Glen Ashby: “For me, to walk around the boat park is absolutely fantastic. There are so many clever people that have worked on a lot of different foiling boats and apparatus over the last few years. For everyone to be able to walk around, share information openly and look at all the different concepts that have been builtis absolutely wonderful.”
Francois Gabart: “I think it is just perfect, the Foiling Week, because there is a lot happening now in the foiling world. It’s good to mix all together.”
One would think that foiling is now established and that there is a plateau, apres’ 2017 America’s Cup, in innovation with these technologies slowing influencing recreational sailing and speeds steadying out for the professional foiling craft. But the Foiling Week has matured, and its free-thinking drive for pure innovation is expanding.

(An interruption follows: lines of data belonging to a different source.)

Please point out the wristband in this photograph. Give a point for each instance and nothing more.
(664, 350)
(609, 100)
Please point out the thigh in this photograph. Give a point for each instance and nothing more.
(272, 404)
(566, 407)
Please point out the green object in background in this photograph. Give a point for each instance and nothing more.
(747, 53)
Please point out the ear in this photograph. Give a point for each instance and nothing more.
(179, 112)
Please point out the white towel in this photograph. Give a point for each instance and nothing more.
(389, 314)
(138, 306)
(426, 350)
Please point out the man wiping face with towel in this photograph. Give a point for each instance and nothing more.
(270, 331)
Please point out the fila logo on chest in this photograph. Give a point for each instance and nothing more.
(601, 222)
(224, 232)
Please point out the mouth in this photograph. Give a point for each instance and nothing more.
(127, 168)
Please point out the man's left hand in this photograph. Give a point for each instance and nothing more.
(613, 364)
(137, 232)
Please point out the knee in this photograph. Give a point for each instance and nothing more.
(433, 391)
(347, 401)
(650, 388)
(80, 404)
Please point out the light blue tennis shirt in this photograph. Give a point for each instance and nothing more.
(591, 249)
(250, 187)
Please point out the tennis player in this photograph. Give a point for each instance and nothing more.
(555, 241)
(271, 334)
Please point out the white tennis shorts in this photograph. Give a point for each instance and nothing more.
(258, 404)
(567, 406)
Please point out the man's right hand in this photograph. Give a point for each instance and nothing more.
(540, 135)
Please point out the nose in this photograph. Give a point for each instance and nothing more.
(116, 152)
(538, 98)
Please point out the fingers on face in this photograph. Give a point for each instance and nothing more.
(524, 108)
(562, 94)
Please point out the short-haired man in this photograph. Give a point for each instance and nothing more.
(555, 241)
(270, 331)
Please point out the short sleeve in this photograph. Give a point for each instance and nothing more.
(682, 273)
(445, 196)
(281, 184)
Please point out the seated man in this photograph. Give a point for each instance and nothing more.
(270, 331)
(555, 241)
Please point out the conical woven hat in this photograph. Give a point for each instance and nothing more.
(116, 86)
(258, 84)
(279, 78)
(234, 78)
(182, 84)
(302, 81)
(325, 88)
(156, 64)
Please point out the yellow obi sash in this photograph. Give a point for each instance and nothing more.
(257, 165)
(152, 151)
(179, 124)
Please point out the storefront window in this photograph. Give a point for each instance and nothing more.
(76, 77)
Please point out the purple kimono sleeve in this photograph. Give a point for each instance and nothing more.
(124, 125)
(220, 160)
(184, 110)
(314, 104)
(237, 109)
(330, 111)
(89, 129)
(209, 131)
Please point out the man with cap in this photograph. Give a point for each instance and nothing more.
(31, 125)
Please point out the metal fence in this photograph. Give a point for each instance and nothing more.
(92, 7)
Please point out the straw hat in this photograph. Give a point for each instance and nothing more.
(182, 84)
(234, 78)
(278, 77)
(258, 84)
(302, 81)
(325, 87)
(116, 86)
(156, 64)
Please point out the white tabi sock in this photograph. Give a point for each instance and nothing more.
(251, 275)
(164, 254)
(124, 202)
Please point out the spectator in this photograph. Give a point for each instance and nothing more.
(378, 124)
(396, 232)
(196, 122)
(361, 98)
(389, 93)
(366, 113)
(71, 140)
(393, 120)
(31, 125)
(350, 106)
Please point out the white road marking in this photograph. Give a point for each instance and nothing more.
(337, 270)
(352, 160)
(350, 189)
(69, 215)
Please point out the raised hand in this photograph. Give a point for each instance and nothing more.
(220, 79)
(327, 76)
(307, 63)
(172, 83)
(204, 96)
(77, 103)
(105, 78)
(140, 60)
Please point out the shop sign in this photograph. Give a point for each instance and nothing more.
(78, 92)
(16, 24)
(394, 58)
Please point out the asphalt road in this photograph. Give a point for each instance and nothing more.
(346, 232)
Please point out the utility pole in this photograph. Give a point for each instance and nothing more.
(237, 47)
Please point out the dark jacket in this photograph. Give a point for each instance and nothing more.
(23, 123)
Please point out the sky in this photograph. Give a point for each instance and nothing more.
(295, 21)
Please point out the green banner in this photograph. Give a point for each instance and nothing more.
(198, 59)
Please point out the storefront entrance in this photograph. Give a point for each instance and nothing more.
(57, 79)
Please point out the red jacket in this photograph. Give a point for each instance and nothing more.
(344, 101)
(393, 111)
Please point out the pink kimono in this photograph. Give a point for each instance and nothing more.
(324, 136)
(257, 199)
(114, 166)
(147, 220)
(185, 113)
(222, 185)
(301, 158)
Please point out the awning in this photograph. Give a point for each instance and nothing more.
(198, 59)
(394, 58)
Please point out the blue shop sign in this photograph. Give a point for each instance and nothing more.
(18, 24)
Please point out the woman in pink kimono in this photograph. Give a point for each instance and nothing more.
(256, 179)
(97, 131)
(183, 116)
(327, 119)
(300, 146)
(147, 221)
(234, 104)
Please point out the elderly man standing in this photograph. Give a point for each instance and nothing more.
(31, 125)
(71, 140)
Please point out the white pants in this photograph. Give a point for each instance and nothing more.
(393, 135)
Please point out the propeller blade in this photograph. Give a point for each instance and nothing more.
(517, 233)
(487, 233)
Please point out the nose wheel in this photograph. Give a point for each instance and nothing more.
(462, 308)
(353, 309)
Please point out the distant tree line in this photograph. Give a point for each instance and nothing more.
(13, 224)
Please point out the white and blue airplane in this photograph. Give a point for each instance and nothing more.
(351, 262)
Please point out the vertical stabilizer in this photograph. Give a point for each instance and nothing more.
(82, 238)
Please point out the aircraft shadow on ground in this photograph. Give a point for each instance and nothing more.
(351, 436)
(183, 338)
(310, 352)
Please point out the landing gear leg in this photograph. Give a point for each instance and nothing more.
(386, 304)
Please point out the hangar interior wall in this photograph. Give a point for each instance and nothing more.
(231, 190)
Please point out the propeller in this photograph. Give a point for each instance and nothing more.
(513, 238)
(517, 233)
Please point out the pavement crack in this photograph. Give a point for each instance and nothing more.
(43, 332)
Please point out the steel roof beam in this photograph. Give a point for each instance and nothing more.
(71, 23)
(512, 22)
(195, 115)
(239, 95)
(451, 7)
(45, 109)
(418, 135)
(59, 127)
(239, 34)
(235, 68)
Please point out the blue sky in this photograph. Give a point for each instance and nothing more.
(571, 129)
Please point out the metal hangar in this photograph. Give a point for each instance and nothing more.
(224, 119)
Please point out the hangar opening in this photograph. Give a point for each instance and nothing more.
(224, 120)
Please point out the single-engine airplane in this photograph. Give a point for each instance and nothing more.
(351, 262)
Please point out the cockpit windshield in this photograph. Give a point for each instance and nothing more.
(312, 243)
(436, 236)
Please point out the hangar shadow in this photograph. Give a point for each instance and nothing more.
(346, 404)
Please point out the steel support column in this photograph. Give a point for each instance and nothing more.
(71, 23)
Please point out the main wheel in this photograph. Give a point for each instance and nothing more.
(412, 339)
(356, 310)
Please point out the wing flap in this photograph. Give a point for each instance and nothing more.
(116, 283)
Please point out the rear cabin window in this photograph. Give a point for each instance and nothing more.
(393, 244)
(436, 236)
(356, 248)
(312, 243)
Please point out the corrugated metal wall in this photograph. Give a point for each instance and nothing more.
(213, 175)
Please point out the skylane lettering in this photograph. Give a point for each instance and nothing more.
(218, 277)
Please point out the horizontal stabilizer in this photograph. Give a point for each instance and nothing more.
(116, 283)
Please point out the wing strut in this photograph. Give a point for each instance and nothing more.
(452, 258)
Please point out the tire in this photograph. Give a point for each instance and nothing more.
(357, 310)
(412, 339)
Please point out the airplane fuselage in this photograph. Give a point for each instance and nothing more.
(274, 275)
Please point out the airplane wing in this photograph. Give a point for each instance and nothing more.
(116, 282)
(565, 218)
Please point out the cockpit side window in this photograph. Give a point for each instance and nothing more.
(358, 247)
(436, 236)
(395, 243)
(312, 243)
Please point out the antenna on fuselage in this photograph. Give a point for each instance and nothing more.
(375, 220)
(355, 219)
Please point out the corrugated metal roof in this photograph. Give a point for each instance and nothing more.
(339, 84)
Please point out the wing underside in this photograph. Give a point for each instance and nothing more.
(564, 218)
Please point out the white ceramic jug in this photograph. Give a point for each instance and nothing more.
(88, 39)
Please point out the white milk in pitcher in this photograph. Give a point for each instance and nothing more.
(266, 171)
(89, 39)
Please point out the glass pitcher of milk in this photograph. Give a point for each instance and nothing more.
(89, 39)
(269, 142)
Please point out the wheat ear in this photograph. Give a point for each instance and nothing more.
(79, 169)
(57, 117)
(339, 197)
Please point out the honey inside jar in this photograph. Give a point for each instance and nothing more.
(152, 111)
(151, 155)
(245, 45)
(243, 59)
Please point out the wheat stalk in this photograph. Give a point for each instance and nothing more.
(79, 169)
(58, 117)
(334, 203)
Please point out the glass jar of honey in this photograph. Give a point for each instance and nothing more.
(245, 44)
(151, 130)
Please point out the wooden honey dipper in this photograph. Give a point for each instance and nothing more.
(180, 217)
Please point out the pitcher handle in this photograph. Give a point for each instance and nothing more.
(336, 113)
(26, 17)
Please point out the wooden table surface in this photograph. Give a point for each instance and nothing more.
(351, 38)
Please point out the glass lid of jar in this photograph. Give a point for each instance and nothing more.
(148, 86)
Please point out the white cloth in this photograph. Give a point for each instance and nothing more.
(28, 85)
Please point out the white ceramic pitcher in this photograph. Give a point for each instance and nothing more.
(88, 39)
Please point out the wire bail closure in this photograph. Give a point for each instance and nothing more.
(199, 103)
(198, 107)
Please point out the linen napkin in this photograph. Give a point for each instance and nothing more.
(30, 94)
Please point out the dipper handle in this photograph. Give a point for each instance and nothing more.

Paul Larsen, one of the fastest sailors in the world having set the outright world speed record aboard Vestas SailRocket, gave Foiling Week a taste of the direction foiling can take the world. A privately funded design challenge has Larson developing a 100-foot transatlantic passenger ship that is a hybrid power/sail. “One idea is to take paying passengers across the ocean in luxury as fast as the Ultime trimaran Banque Populaire,” says Larsen.
This unique project has been combining a fabulous collection of old and new ideas. A Polynesian “proa” style set of hulls means the ship can only sail on one tack and must “shunt” to change tacks.
These fascinating terms tied to the dawn of navigation and civilisation were linked by Larsen to the futuristic concept of “energy farming.” Larson says battery banks store energy generated by hydrogenerators while the wing-sailed craft reaches across through the depressions of the Atlantic then uses this stored energy to power the low-drag hulls through the glass of high pressure systems. The same ship is envisioned to double as transport for commerce, similar to cruise ships efficient use of their holds as dry docks to transport yachts across oceans.
Now, how does the rest of the world learn about what these innovators and collaborators are working on? The Foiling Week! And although this forum has been expanding, a primary aim of the organisers is to push the boundaries of online communication by making all presentations live and archived on as many media platforms as possible. Virtual reality and interactive experiences are also imperative.
Creating more and varied partnerships into the varied spaces outside the marine industry is also a must for Foiling Week to achieve its lofty goals of connecting more spaces and innovators. BMW, Slam, Gurit, Persico Marine, Marlow, Torqeedo and Ingemar have all been rightfully supportive of getting innovators together.
The efficiencies developed by the Foiling Week community fit flawlessly with the direction innovators want to take the world. Individuals like Paul Larsen, Jo Aleh and Jossie Gliddon see an endless horizon of possibilities. So does the Foiling Week.